On Thu, Dec 19, 2024 at 05:09:42PM +0100, Michal Luczaj wrote:
On 12/19/24 16:12, Stefano Garzarella wrote:
On Thu, 19 Dec 2024 at 16:05, Michal Luczaj <mhal@xxxxxxx> wrote:
On 12/19/24 15:48, Stefano Garzarella wrote:
On Thu, 19 Dec 2024 at 15:36, Michal Luczaj <mhal@xxxxxxx> wrote:
On 12/19/24 09:19, Stefano Garzarella wrote:
...
I think the best thing though is to better understand how to handle
deassign, rather than checking everywhere that it's not null, also
because in some cases (like the one in virtio-vsock), it's also
important that the transport is the same.
My vote would be to apply your virtio_transport_recv_pkt() patch *and* make
it impossible-by-design to switch ->transport from non-NULL to NULL in
vsock_assign_transport().
I don't know if that's enough, in this case the problem is that some
response packets are intended for a socket, where the transport has
changed. So whether it's null or assigned but different, it's still a
problem we have to handle.
So making it impossible for the transport to be null, but allowing it
to be different (we can't prevent it from changing), doesn't solve the
problem for us, it only shifts it.
Got it. I assumed this issue would be solved by `vsk->transport !=
&t->transport` in the critical place(s).
(Note that BPF doesn't care if transport has changed; BPF just expects to
have _a_ transport.)
If I'm not mistaken, that would require rewriting vsock_assign_transport()
so that a new transport is assigned only once fully initialized, otherwise
keep the old one (still unhurt and functional) and return error. Because
failing connect() should not change anything under the hood, right?
Nope, connect should be able to change the transport.

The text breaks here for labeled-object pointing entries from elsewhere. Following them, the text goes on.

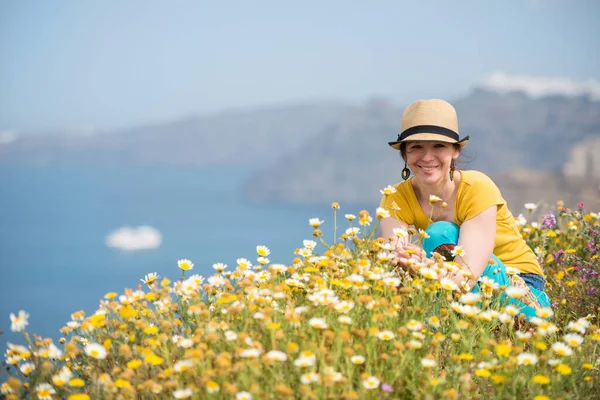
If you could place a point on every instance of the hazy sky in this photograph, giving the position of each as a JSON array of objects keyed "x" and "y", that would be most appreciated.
[{"x": 105, "y": 64}]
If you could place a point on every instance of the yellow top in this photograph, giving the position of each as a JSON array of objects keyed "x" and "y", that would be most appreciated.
[{"x": 476, "y": 193}]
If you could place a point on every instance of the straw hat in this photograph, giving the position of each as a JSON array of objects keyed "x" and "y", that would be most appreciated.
[{"x": 429, "y": 120}]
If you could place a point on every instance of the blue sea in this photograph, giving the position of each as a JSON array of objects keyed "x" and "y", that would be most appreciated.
[{"x": 54, "y": 221}]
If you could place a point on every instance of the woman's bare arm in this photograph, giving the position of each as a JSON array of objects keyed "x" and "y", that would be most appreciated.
[{"x": 477, "y": 237}]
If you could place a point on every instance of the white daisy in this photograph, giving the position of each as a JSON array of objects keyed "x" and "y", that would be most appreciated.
[
  {"x": 18, "y": 322},
  {"x": 95, "y": 350},
  {"x": 371, "y": 383},
  {"x": 185, "y": 264},
  {"x": 315, "y": 222},
  {"x": 219, "y": 267},
  {"x": 150, "y": 279}
]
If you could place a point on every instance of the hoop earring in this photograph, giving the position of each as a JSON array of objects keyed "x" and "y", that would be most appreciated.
[{"x": 405, "y": 171}]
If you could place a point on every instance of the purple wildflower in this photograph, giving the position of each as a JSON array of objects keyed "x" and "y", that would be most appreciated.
[
  {"x": 558, "y": 254},
  {"x": 387, "y": 387},
  {"x": 549, "y": 221}
]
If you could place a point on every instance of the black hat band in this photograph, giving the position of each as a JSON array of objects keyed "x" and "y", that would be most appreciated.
[{"x": 439, "y": 130}]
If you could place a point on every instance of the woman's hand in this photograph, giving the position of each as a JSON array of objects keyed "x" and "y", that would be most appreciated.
[{"x": 408, "y": 252}]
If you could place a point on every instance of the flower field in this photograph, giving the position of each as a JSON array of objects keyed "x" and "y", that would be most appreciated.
[{"x": 338, "y": 321}]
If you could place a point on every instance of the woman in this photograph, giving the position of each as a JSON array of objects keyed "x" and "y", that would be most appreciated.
[{"x": 457, "y": 208}]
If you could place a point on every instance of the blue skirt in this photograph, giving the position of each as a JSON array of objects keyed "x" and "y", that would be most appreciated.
[{"x": 447, "y": 233}]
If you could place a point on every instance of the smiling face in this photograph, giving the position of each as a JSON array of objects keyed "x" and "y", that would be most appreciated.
[{"x": 430, "y": 161}]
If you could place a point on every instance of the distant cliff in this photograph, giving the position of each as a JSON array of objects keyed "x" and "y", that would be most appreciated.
[{"x": 523, "y": 143}]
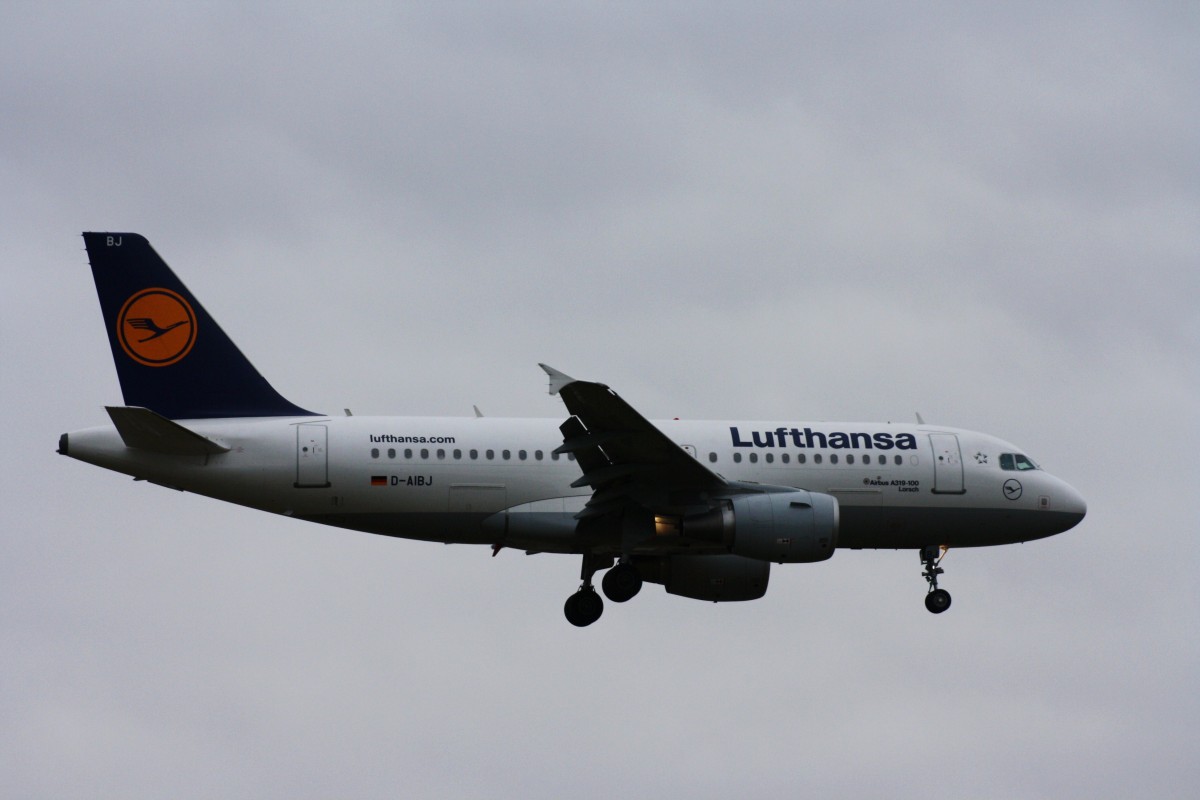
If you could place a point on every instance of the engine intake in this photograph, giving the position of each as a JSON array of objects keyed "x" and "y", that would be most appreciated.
[{"x": 783, "y": 527}]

Because a user can do an initial connect() that requires a specific
transport, this one fails maybe because there's no peer with that cid.

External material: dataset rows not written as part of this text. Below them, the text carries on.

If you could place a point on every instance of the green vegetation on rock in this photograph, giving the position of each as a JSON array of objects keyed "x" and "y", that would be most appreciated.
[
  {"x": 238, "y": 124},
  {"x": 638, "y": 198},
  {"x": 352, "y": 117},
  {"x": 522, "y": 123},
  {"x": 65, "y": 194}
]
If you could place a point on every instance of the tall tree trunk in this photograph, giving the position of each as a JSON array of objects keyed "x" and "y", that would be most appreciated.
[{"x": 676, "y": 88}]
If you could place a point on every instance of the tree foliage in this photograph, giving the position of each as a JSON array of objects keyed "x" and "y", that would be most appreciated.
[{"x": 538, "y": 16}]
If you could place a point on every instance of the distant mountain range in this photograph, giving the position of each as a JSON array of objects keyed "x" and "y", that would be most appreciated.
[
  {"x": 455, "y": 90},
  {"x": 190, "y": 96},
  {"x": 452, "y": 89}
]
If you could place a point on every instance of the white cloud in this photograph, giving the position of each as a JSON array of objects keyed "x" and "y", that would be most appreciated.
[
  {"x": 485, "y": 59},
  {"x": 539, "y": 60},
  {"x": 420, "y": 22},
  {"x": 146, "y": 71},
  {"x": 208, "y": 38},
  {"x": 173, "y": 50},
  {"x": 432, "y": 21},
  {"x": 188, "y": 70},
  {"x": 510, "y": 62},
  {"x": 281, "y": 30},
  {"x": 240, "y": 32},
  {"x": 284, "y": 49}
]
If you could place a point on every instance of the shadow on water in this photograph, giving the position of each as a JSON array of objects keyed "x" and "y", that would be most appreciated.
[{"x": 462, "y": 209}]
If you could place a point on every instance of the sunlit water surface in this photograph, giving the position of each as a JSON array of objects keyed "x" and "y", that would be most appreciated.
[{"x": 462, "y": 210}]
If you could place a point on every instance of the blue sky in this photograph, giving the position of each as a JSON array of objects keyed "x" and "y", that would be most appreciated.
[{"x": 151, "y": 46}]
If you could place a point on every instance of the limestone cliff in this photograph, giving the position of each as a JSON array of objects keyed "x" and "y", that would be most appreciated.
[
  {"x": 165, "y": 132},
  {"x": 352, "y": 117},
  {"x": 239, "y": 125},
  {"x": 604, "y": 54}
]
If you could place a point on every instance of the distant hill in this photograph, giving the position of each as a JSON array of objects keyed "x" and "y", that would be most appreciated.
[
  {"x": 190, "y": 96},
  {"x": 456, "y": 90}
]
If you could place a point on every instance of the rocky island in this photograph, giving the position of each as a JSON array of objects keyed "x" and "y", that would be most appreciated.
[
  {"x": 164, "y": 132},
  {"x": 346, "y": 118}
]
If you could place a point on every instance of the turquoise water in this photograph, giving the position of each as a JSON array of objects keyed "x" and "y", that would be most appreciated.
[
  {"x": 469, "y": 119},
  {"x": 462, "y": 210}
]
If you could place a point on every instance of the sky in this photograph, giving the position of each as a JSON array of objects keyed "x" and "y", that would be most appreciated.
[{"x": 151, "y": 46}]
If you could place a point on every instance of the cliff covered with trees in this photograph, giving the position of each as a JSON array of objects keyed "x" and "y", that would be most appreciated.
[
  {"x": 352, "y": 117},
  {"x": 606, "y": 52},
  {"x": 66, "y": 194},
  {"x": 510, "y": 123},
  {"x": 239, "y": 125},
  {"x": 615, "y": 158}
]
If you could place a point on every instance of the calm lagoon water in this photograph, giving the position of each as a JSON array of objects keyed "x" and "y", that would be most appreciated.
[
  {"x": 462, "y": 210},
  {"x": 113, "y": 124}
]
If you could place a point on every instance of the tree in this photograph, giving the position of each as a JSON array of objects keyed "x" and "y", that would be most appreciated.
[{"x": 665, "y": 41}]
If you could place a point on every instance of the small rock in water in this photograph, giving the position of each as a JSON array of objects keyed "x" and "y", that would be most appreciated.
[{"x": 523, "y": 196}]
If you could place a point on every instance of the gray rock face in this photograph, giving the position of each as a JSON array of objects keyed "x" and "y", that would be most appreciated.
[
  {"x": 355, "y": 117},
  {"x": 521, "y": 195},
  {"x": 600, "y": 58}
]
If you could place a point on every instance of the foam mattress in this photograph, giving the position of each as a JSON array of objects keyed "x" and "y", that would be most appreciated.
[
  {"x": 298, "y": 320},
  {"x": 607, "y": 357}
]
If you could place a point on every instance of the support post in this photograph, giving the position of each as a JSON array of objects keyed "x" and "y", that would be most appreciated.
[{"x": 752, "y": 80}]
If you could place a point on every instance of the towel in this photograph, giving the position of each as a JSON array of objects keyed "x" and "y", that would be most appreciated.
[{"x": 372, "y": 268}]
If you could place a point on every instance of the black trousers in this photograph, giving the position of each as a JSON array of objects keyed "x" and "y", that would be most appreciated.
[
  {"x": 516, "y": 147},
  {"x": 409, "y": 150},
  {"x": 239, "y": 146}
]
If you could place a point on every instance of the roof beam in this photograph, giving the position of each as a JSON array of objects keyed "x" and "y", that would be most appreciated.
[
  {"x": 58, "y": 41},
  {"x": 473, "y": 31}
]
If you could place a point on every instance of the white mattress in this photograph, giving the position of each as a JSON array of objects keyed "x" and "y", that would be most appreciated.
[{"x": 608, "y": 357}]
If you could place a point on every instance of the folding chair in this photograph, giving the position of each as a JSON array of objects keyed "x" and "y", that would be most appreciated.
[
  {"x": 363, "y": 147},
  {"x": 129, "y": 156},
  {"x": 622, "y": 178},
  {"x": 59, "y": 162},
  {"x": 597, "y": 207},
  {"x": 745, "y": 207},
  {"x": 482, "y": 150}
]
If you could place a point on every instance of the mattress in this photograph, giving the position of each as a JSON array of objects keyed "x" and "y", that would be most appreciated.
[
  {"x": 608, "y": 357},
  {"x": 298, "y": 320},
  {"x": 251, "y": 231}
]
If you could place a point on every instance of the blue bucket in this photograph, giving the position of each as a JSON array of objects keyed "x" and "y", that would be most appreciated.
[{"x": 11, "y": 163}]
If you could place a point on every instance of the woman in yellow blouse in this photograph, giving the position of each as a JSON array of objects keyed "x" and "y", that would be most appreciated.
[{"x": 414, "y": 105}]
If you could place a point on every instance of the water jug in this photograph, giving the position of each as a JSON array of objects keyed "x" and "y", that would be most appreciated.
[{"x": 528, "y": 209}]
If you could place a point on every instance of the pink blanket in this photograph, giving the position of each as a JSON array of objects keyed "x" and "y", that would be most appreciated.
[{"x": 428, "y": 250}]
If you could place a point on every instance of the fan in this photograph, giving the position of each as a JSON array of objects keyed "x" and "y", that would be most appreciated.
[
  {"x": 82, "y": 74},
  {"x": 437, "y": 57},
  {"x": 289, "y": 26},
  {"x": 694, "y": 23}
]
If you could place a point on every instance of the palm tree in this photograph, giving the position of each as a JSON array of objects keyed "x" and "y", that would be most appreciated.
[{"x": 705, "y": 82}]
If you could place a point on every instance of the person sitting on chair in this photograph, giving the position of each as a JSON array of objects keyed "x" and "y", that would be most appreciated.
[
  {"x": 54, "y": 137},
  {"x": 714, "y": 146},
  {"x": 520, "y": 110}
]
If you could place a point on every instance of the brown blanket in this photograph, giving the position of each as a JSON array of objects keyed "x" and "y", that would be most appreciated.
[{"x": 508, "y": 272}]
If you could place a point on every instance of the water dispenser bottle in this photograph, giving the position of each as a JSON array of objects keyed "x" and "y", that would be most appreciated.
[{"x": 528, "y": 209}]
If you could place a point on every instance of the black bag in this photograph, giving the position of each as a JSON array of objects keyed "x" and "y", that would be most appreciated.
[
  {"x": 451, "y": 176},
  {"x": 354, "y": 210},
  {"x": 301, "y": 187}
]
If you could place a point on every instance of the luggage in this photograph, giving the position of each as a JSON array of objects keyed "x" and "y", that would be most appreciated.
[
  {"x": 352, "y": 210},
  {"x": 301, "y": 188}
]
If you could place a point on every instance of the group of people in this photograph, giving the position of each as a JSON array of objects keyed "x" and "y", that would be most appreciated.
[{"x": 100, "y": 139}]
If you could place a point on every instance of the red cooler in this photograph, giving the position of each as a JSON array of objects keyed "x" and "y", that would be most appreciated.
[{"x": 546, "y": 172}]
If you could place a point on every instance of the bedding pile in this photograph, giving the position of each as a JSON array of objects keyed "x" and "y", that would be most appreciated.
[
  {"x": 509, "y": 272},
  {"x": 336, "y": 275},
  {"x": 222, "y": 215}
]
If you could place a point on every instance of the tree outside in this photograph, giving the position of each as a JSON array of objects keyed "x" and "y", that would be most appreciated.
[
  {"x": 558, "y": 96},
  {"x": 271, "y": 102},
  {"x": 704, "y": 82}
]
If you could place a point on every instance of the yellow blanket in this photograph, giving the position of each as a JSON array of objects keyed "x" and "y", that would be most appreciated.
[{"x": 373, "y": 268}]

Then the user can redo the connect() to a different cid that requires
a different transport.
But the initial connect() failing does not change anything under the hood
(transport should/could stay NULL).
Nope, isn't null, it's assigned to a transport, because for example it
has to send a packet to connect to the remote CID and wait back for a
response that for example says the CID doesn't exist.
Ahh, I think I get it. So the initial connect() passed
vsock_assign_transport() successfully and then failed deeper in
vsock_connect(), right? That's fine. Let the socket have a useless
transport (a valid pointer nevertheless).
Just to be clear, it's not useless, since it's used to make the
connection. We know that it's useless just when we report that the
connection failed, so maybe we should de-assign it when we set
`sock->state = SS_UNCONNECTED`.
Sure, upcoming connect() can
assign a new (possibly useless just as well) transport, but there's no
reason to allow ->transport becoming NULL.
I'm not sure about this, in the end in the connection failure case, when
we set `sock->state = SS_UNCONNECTED`, we're returning the socket to a
pre-connect state, so it might make sense to also reset the transport to
NULL, so that we have exactly the same conditions.
And a pre-connect socket (where ->transport==NULL) is not an issue, because
BPF won't let it in any sockmap, so vsock_bpf_recvmsg() won't be reachable.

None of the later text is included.